New York(CNN Business) Sears' creditors are waiting to learn how much money they'll recoup from its bankruptcy case. The only thing that's certain: Whatever they get will be reduced by the tens of millions because of legal and other professional fees that are already mounting in the case.

Since the filing, those fees are already averaging about $4 million a week. Under bankruptcy law, those fees are paid before creditors get any of the money they are owed.

Fees could top $200 million before its all over, according to Joshua Friedman, global head of restructuring data for Debtwire.

The bills for the 2017 bankruptcy of Toys "R" Us, a significantly smaller case than Sears, have run to more than $165 million and are still counting, according to Debtwire.

"It's a matter of how contentious the case is," he said.

Sears has already been a very contentious case.

The company was on the cusp of going out of business a couple of times already this month. Sears raised concerns that Lampert was not offering enough money in his bid to keep a part of the company in business. The need to cover the mounting legal costs was a major part of the issue.

Lampert had to raise his offer to $5.2 billion, from an initial bid of $4.4 billlion, before Sears' attorneys would accept it. The alternative would be to close down and liquidate the company's assets.

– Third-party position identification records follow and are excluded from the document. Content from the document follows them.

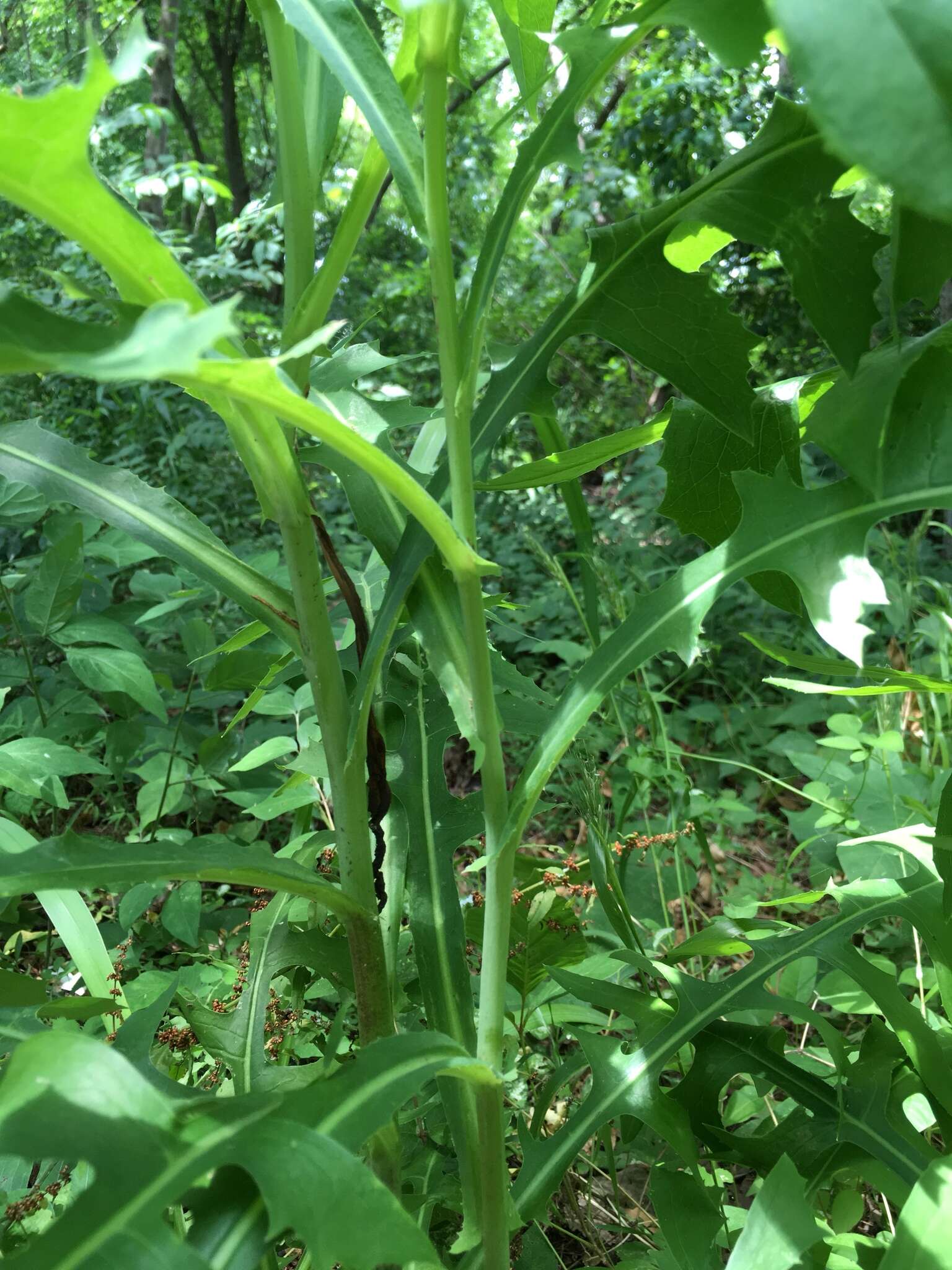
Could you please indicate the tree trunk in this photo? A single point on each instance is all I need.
(163, 93)
(188, 125)
(231, 139)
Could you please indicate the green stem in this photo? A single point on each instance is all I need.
(27, 658)
(436, 24)
(172, 756)
(314, 304)
(443, 283)
(294, 167)
(348, 783)
(348, 786)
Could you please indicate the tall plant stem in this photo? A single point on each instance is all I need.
(286, 493)
(296, 183)
(436, 24)
(314, 304)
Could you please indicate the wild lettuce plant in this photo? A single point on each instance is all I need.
(187, 1178)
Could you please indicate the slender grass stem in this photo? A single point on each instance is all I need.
(172, 757)
(27, 658)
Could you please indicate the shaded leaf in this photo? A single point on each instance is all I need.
(84, 863)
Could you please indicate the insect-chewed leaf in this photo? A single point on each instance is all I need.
(876, 74)
(889, 427)
(672, 321)
(69, 1096)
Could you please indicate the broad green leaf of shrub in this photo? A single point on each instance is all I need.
(65, 473)
(73, 921)
(876, 74)
(781, 1225)
(922, 1230)
(56, 586)
(112, 670)
(922, 257)
(33, 766)
(37, 339)
(48, 173)
(60, 1096)
(889, 427)
(87, 863)
(701, 458)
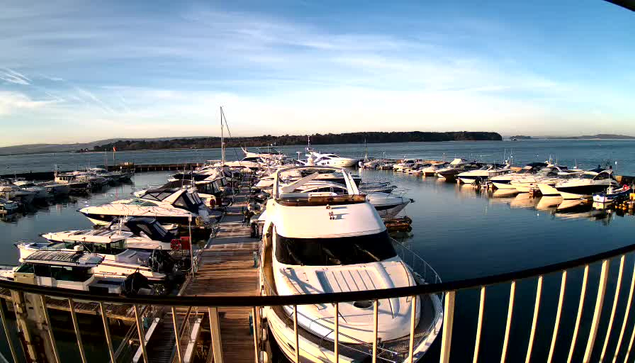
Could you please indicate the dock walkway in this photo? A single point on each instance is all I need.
(228, 265)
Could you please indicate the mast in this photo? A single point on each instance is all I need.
(222, 137)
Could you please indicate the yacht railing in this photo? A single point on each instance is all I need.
(604, 336)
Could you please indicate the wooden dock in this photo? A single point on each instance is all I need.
(121, 312)
(228, 265)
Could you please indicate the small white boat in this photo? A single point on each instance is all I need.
(13, 192)
(70, 270)
(41, 192)
(7, 206)
(612, 194)
(140, 233)
(483, 174)
(180, 206)
(589, 183)
(331, 159)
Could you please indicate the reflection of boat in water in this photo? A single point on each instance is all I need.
(612, 194)
(548, 203)
(574, 205)
(523, 200)
(504, 193)
(592, 214)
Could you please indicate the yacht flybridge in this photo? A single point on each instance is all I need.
(324, 242)
(316, 158)
(180, 206)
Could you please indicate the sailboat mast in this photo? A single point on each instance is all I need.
(222, 137)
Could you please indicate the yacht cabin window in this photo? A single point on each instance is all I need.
(334, 251)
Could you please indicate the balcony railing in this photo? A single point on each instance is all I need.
(595, 342)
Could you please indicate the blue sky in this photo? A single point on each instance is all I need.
(73, 71)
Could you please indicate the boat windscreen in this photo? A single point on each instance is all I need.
(334, 251)
(189, 202)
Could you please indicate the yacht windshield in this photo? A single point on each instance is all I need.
(334, 251)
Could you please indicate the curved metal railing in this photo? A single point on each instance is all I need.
(447, 289)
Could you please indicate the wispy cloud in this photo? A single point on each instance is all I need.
(11, 76)
(121, 70)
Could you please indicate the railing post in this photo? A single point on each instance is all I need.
(256, 327)
(214, 326)
(296, 333)
(7, 333)
(618, 287)
(599, 302)
(49, 328)
(556, 326)
(534, 321)
(104, 320)
(508, 324)
(142, 339)
(80, 346)
(585, 278)
(375, 329)
(337, 333)
(626, 313)
(479, 325)
(177, 338)
(448, 322)
(413, 326)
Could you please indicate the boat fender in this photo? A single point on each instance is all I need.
(133, 283)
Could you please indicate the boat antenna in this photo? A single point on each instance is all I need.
(222, 137)
(229, 132)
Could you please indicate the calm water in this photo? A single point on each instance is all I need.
(587, 153)
(462, 233)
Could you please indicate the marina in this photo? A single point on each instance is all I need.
(229, 262)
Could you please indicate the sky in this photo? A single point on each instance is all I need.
(78, 71)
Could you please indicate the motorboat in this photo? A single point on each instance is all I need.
(482, 174)
(334, 160)
(456, 167)
(314, 244)
(612, 194)
(377, 186)
(549, 203)
(267, 153)
(589, 183)
(118, 262)
(13, 192)
(56, 190)
(387, 205)
(530, 169)
(41, 192)
(78, 183)
(73, 270)
(404, 164)
(7, 206)
(139, 233)
(432, 169)
(180, 206)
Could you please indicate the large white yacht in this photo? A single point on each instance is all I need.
(140, 233)
(387, 205)
(587, 184)
(483, 174)
(180, 206)
(323, 243)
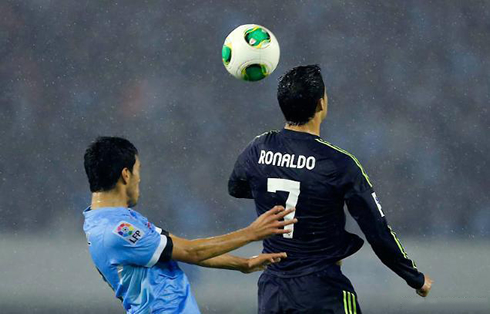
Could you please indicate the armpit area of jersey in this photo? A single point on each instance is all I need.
(167, 252)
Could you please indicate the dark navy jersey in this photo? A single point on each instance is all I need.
(301, 170)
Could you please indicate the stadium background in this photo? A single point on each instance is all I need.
(408, 86)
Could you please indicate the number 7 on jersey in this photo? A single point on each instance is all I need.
(292, 187)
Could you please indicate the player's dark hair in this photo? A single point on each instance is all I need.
(298, 93)
(105, 159)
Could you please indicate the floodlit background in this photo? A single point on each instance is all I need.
(408, 85)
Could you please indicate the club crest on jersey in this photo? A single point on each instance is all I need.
(128, 232)
(378, 204)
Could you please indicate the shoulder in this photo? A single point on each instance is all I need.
(258, 140)
(266, 134)
(343, 159)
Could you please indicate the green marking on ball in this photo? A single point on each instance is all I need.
(257, 37)
(226, 54)
(254, 72)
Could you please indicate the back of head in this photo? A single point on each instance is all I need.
(298, 93)
(105, 159)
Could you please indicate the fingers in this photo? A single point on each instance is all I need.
(276, 209)
(282, 213)
(287, 222)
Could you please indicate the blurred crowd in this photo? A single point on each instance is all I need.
(408, 87)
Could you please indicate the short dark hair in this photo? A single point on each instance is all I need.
(105, 159)
(298, 93)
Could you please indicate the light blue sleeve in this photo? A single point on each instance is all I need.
(131, 242)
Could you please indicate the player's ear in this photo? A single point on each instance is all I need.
(321, 105)
(125, 175)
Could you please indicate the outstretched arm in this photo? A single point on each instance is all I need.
(199, 250)
(365, 208)
(245, 265)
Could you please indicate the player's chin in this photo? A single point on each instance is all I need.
(132, 203)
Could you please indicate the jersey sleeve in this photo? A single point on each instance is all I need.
(365, 208)
(136, 243)
(238, 184)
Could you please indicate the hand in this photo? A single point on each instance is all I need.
(269, 224)
(260, 262)
(424, 291)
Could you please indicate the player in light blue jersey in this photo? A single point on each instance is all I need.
(138, 259)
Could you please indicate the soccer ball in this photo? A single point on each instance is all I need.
(250, 52)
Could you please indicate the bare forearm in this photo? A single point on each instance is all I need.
(199, 250)
(225, 261)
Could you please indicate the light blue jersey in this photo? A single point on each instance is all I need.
(126, 249)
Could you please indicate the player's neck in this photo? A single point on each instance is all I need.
(113, 198)
(312, 127)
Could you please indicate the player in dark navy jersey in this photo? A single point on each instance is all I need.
(295, 167)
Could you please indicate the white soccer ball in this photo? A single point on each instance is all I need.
(250, 52)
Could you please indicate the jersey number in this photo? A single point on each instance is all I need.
(292, 187)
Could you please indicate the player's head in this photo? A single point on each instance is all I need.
(110, 163)
(301, 94)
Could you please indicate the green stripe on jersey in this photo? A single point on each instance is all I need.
(348, 154)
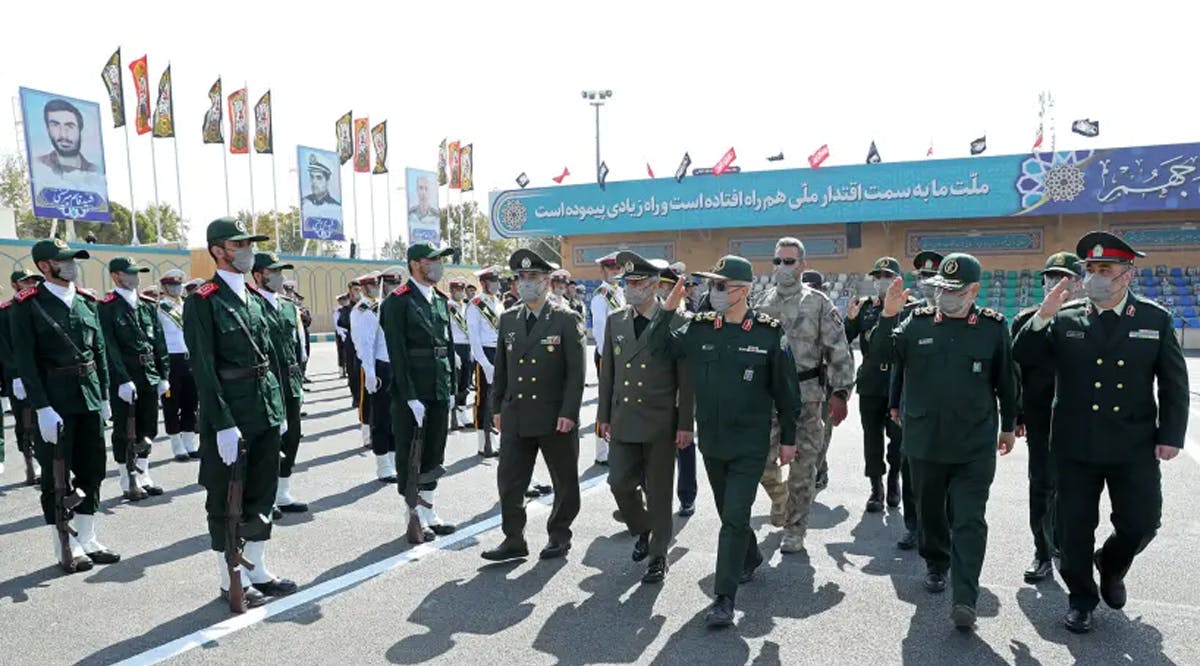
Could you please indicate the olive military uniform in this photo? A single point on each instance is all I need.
(1105, 424)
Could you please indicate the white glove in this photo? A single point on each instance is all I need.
(48, 424)
(418, 408)
(227, 444)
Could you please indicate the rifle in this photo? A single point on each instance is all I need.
(65, 503)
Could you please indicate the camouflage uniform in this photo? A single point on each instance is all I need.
(817, 343)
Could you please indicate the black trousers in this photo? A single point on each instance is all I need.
(1042, 483)
(382, 441)
(433, 444)
(258, 490)
(145, 420)
(179, 405)
(1135, 492)
(465, 367)
(561, 450)
(877, 421)
(83, 450)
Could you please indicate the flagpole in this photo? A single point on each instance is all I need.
(133, 205)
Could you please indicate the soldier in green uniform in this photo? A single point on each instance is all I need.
(955, 365)
(283, 318)
(645, 412)
(415, 322)
(228, 334)
(59, 353)
(137, 372)
(739, 367)
(873, 384)
(1033, 424)
(19, 280)
(1109, 353)
(540, 352)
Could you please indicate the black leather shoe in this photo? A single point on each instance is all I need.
(642, 547)
(1038, 570)
(1111, 587)
(963, 617)
(553, 550)
(749, 569)
(279, 587)
(1078, 622)
(935, 582)
(103, 556)
(655, 571)
(507, 551)
(720, 613)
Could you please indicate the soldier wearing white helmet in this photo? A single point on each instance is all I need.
(180, 402)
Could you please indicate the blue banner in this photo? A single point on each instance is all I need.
(1109, 180)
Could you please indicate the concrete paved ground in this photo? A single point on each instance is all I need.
(367, 598)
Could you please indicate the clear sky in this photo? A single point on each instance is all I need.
(697, 76)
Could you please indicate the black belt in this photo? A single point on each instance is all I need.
(78, 370)
(243, 372)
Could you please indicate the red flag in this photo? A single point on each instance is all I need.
(820, 156)
(724, 163)
(142, 88)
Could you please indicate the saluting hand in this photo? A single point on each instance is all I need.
(1054, 299)
(895, 299)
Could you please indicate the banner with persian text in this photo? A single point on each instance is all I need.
(1109, 180)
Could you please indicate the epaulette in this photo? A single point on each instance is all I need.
(763, 318)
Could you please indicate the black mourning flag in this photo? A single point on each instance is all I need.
(873, 155)
(683, 167)
(1086, 127)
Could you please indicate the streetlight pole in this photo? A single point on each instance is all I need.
(598, 99)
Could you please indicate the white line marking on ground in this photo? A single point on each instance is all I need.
(331, 587)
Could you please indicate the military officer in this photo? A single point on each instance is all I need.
(19, 280)
(607, 298)
(461, 347)
(137, 370)
(817, 341)
(179, 403)
(646, 412)
(1109, 352)
(739, 369)
(483, 323)
(1033, 424)
(287, 337)
(955, 361)
(873, 384)
(415, 319)
(541, 353)
(59, 352)
(228, 335)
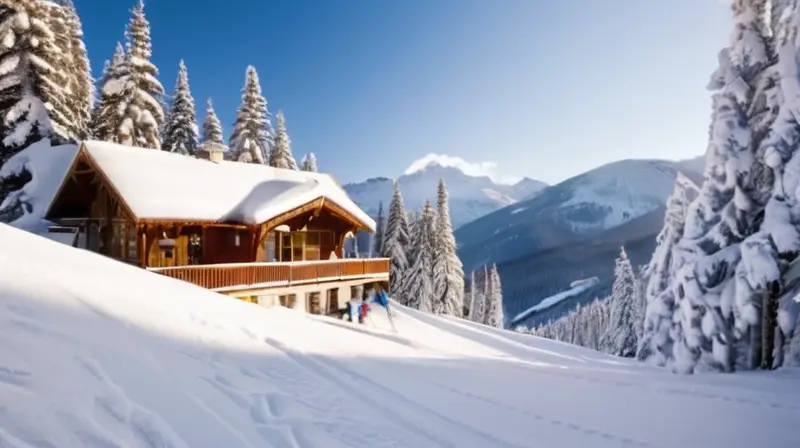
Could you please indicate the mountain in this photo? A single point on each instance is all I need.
(523, 189)
(581, 206)
(470, 196)
(96, 353)
(572, 231)
(530, 279)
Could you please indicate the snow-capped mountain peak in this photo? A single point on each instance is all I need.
(470, 196)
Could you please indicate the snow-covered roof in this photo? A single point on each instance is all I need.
(159, 185)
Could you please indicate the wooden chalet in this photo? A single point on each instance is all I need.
(265, 234)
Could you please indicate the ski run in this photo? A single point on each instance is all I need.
(127, 358)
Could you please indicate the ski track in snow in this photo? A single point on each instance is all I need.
(541, 418)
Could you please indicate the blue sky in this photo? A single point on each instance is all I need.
(510, 88)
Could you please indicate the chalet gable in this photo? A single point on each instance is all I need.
(157, 186)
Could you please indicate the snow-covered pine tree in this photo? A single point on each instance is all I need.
(712, 291)
(212, 128)
(377, 240)
(71, 64)
(640, 302)
(180, 129)
(396, 245)
(81, 80)
(620, 336)
(477, 299)
(779, 232)
(266, 135)
(34, 95)
(418, 279)
(247, 138)
(655, 343)
(282, 153)
(494, 300)
(448, 271)
(106, 116)
(309, 163)
(142, 94)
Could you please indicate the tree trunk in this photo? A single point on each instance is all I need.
(769, 314)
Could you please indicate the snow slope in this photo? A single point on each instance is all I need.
(96, 353)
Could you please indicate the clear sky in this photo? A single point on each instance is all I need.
(538, 88)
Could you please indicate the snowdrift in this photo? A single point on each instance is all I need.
(95, 353)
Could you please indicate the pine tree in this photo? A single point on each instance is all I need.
(212, 128)
(780, 238)
(396, 244)
(620, 336)
(715, 308)
(477, 300)
(448, 272)
(34, 98)
(247, 140)
(655, 343)
(282, 154)
(266, 135)
(377, 241)
(494, 300)
(180, 129)
(309, 163)
(418, 284)
(142, 94)
(81, 81)
(106, 115)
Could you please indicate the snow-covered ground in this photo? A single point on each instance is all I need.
(95, 353)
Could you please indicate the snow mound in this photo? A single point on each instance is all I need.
(98, 353)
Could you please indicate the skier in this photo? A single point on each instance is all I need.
(354, 309)
(363, 310)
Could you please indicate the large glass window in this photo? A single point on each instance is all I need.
(305, 245)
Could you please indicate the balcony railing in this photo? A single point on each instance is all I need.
(227, 277)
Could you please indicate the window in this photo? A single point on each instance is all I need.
(133, 250)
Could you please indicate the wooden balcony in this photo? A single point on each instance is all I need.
(257, 276)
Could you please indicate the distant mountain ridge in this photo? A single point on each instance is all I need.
(573, 230)
(584, 205)
(470, 196)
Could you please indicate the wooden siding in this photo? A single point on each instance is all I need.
(233, 276)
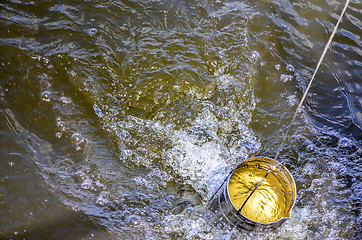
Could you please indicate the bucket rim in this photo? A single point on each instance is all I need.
(284, 169)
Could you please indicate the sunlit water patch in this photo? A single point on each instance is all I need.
(134, 112)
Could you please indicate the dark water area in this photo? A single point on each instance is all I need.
(119, 119)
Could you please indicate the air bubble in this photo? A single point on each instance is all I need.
(46, 96)
(92, 31)
(66, 100)
(255, 56)
(290, 68)
(102, 199)
(61, 125)
(344, 143)
(87, 184)
(134, 220)
(77, 138)
(286, 78)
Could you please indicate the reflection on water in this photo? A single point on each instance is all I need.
(132, 113)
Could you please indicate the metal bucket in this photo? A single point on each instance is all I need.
(269, 206)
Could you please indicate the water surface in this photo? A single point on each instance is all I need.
(119, 119)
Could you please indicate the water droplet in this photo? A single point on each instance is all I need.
(46, 96)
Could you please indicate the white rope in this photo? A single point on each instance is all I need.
(310, 82)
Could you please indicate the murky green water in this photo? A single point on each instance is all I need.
(119, 119)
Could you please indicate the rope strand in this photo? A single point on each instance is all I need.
(310, 83)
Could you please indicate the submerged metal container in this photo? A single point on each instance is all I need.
(270, 205)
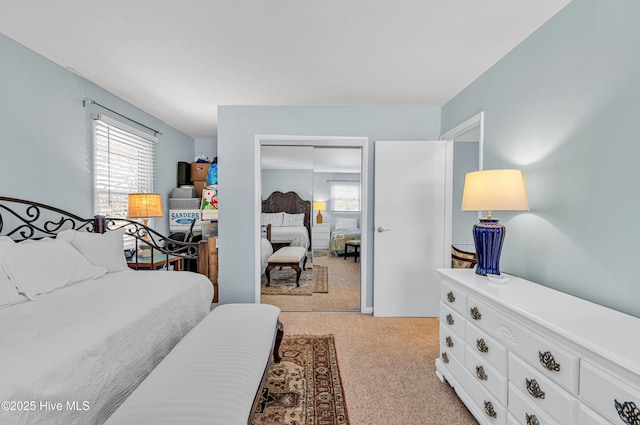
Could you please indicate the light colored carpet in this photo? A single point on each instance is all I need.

The committee representing most other major creditors continues to push to shut down the company, even with his increased bid.

That battle is one of the factors that will probably drive up the legal expenses in the case, because Sears is paying both sides in the fight: It's covering its own attorneys fees and those for the creditors.

A committee of the Sears board of directors is paying its own team of lawyers and experts as part of the case.

And the Sears bankruptcy case will go on for months, if not years. That's the case no matter what happens in the coming weeks, The bankruptcies of General Motors (GM) and Lehman Brothers from about 10 years ago both continue to this day.

The collapse of Lehman Brothers in 2008 led to the largest, most complex and most expensive bankruptcy in history. Lehman's bill for professional fees reached $2.6 billion, according to an analysis from the Federal Reserve Bank of New York. Those fees reduced the amount of money that creditors were able to recoup.

Sears' bankruptcy process won't get close to those figures, but the bills are still staggering.

So far, the company has spent $31 million in legal and professional services fees through the end of November, including $7 million paid to Weil, Gotshal & Manges, Sears' lead law firm, to prepare the bankruptcy filing.

That's just the beginning, and doesn't include the hours of negotiations in January that one Sears attorney described as "virtually round-the-clock" to reach the deal with Lampert. And it doesn't include the contentious hearings ahead.

US Bankruptcy Court Judge Robert Drain has set a February 4 hearing for objections to the deal to keep the company open from creditors and others. He has told parties that the hearing will probably spill over into a second day.

Even if Lampert successfully purchases the operating assets of the company in early February, as he hopes to do, the bankruptcy case could go on for years.

That's because Lampert will only buy some assets of the company. Disposing of the other assets and liabilities will take months or years.